The legal issues arising from this provision are:

(1) Whether or not it is contrary to the constitutional right and duty of parents over the “rearing of the youth for civic efficiency and development of moral character,” (Art. II, Sec. 12 of the 1987 Constitution) and;

(2) Whether or not it violates the right of spouses “to found a family in accordance with their religious convictions and the demands of responsible parenthood.” (Art. XV, Sec. 3 of the 1987 Constitution)

The pro-RH proffers the argument that no Constitutional rights are violated because the Constitution does not award parents absolute authority over their children and that the State also has the constitutional obligation to promote and protect the physical, moral, spiritual, intellectual, and social well-being of the youth.

Arguments against the RH law, on the other hand, say that the State has no right to intrude upon the right of parents to rear their children according to their religious convictions. Quoting the petition filed by the spouses Imbong questioning the RH Law before the Supreme Court, “responsible parenthood is embraced in [the] religious belief on life and family and its exercise is tied to religious convictions, hence, religious belief on parenting is to be respected, not provoked into its violation.… This installs a ‘hands off’ paradigm upon the State. It may not intrude into what is a natural spousal and family right.”

Certificate of Compliance

The RH Law also introduced a new requirement for couples intending to get married:

SEC. 15. Certificate of Compliance. – No marriage license shall be issued by the Local Civil Registrar unless the applicants present a Certificate of Compliance…
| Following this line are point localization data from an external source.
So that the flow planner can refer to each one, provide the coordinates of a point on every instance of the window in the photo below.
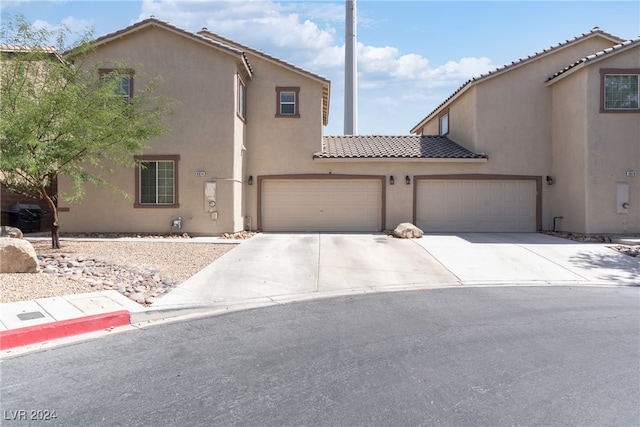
(157, 181)
(288, 102)
(443, 122)
(242, 99)
(125, 82)
(620, 90)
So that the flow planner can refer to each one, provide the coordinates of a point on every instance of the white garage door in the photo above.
(476, 205)
(321, 205)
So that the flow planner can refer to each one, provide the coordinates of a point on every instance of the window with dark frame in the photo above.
(124, 88)
(288, 101)
(620, 90)
(156, 181)
(242, 99)
(443, 124)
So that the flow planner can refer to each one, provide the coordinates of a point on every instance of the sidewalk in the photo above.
(276, 269)
(28, 322)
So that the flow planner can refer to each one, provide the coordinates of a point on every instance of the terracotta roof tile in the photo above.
(515, 63)
(23, 48)
(392, 147)
(597, 55)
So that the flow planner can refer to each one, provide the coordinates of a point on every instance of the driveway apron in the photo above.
(279, 267)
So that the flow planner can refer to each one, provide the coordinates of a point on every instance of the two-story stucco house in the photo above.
(508, 151)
Questions arise as to the effect of the Certificate of Compliance on the already existing requisites of marriage. Is it an additional formal requisite? What is the effect on the validity of a marriage license in case no Certificate was presented? Is the marriage void if the license was issued without this requirement?

One view is that (1) it is not an additional formal requisite, (2) it does not render the marriage license invalid in case of its absence, and (3) it does not render the marriage void if the requirement is not present.
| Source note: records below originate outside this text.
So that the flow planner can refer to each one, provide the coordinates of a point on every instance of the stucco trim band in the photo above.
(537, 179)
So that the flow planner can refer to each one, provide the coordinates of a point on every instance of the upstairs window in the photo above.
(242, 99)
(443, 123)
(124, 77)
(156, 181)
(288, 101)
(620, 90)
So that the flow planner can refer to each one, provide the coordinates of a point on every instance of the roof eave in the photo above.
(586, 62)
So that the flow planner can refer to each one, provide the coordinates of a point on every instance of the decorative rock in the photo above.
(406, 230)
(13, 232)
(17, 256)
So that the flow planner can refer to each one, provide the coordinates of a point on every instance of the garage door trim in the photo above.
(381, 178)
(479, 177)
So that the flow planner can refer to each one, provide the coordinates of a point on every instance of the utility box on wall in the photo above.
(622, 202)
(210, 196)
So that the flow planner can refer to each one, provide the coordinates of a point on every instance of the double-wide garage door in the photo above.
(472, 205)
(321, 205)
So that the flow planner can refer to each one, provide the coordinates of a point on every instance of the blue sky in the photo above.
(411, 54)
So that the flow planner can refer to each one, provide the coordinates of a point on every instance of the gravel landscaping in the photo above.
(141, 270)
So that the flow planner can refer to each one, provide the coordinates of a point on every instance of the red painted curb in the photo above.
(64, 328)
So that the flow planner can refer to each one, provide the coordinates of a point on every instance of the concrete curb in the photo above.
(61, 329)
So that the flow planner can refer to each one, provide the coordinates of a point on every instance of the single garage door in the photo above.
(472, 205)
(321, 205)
These conclusions are based on the Latin phrase Semper praesumitur pro matrimonio, which translates to “always presume marriage.” In the case of Alcantara v. Alcantara (G.R. No. 167746, August 28, 2007), the Supreme Court held that “every intendment of the law or fact leans toward the validity of the marriage bonds. The Courts look upon this presumption with great favor. It is not to be lightly repelled; on the contrary, the presumption is of great weight.”
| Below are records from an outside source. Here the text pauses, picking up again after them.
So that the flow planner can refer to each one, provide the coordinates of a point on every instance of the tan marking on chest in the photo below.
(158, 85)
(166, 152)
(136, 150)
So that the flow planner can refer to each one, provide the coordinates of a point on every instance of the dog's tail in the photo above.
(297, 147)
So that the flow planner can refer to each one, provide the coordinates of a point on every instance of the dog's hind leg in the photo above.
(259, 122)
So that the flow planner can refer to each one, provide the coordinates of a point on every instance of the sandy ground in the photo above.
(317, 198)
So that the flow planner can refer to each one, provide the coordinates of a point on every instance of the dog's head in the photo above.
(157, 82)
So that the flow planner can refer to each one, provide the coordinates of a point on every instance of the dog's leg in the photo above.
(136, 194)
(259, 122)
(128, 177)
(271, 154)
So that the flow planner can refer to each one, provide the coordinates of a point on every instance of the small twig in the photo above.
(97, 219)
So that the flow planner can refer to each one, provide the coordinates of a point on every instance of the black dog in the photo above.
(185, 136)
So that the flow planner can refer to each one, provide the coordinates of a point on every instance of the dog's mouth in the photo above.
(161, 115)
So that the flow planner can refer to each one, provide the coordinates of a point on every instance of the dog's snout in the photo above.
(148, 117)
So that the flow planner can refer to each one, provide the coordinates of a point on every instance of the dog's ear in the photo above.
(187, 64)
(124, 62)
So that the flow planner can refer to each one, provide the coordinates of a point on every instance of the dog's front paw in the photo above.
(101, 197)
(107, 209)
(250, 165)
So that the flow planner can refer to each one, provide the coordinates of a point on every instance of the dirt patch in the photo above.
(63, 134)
It is clear, therefore, that the validity of marriage is regarded highly by the Court. Since the law is silent as to the repercussions of the Certificate of Compliance, any doubt should be presumed in favor of the validity of marriage.

The constitutional questions mentioned above have already been brought to the Supreme Court. In fact, as of this writing, six petitions are currently resting in the Court’s dockets. Indeed, the tussle is not over. It just moved to a different stage. Hopefully, when the High Court renders its decision, the debate on the RH Law’s legality would once and for all be settled.

(Teng Gerochi and Tanya Justine R. Baldovino co-authored this article.)